BirdLife Europe today published a new report that provides an in-depth analysis of the exemptions in eight EU Member States: Bulgaria, Finland, France, Ireland, Italy, Malta, Poland and Spain.
Exceptions are exceptions to the law that takes into account special circumstances which, if present, cancel the protection that all European birds enjoy under the EU Birds Directive. This means that they effectively allow people to get rid of birds, their eggs or their nests in theoretically very specific situations, for example to continue with the construction work. Typically, such exemptions are only granted when all other non-lethal alternatives to protect the birds have been tried and failed.

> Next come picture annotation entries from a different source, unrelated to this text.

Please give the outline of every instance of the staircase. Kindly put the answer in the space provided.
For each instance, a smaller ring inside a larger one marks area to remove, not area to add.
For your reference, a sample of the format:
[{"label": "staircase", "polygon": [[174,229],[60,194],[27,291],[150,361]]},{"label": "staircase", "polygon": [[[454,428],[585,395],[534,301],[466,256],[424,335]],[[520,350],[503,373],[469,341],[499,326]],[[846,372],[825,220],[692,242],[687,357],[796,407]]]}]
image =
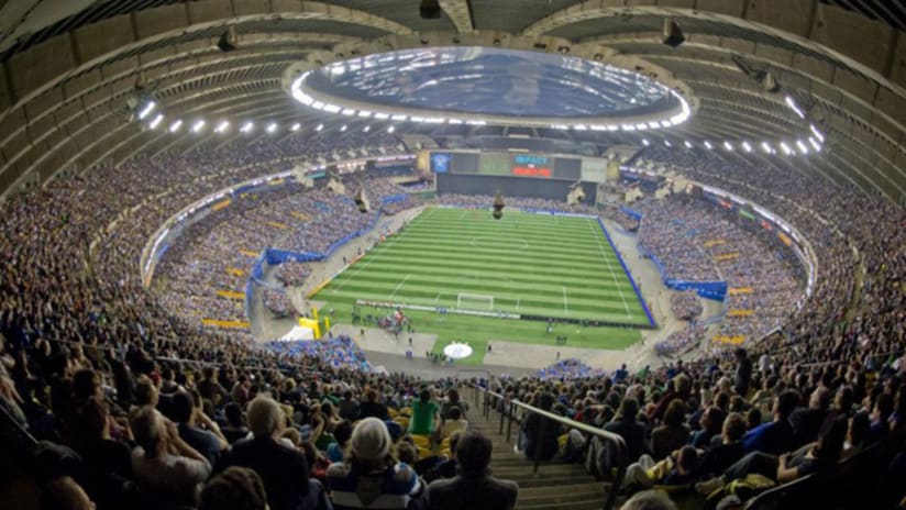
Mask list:
[{"label": "staircase", "polygon": [[[495,477],[519,484],[517,510],[601,510],[604,484],[585,472],[581,464],[542,463],[538,474],[532,462],[512,451],[516,444],[516,424],[510,442],[498,431],[500,415],[493,411],[487,420],[480,407],[468,413],[468,426],[480,431],[494,444],[490,467]],[[619,508],[619,507],[617,507]]]}]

With 18 exemptions each, each resulting in the death of more than 100,000 birds, these numbers are unfortunately likely to represent a gross underestimation of the real extent of the problem. BirdLife has uncovered persistent reporting problems and inconsistencies, including the fact that Member States do not provide the European Commission with any or incomplete reports on their exception activities. The lack of accurate reporting makes enforcing these critical laws just a joke.
Barbara Herrero: EU Commissioner for Nature Policy, BirdLife Europe:
By abusing their power to issue licenses to kill birds, Member States are breaking EU law, attacking biodiversity, abandoning animal welfare and turning away from science that clearly shows why birds are protected all the time have to. This carefree approach to documentation mocks the rule of law. The EU has put in place laws to protect nature but must enforce them if it is to reverse this disastrous trend.

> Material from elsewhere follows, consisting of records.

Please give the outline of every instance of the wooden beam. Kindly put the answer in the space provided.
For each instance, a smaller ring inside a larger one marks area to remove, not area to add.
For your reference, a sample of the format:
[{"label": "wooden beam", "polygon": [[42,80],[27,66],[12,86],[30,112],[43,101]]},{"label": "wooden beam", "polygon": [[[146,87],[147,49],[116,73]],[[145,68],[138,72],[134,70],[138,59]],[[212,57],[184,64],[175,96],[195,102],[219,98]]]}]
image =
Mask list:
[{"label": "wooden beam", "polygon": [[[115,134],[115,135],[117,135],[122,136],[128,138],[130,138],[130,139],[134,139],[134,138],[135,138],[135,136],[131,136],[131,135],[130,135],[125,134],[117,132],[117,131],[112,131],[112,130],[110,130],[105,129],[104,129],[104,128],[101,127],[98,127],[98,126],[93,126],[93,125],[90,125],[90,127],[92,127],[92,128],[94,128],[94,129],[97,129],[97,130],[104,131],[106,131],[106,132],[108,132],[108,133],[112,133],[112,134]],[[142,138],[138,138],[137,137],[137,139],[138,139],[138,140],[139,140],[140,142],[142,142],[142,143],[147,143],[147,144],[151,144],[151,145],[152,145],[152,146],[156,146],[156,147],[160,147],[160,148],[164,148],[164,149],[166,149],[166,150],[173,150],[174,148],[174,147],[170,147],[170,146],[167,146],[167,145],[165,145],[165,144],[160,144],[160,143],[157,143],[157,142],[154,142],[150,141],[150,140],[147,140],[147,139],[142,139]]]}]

For more information, please contact:
Honey Kohan, Media Officer, BirdLife Europe and Central Asia
+32 2541 0781
BirdLife Europe and Central Asia is a partnership of 48 national conservation organizations and a leader in bird conservation. Our unique local to global approach enables us to achieve high impact and long-term protection for the benefit of nature and people. BirdLife Europe and Central Asia is one of the six regional secretariats that make up BirdLife International. The Brussels-based company supports the European and Central Asian partnership and is represented in 47 countries, including all EU member states. With more than 4,100 employees in Europe, two million members and tens of thousands of qualified volunteers, BirdLife Europe and Central Asia, together with its national partners, owns or manages more than 6000 natural areas with a total area of 320,000 hectares.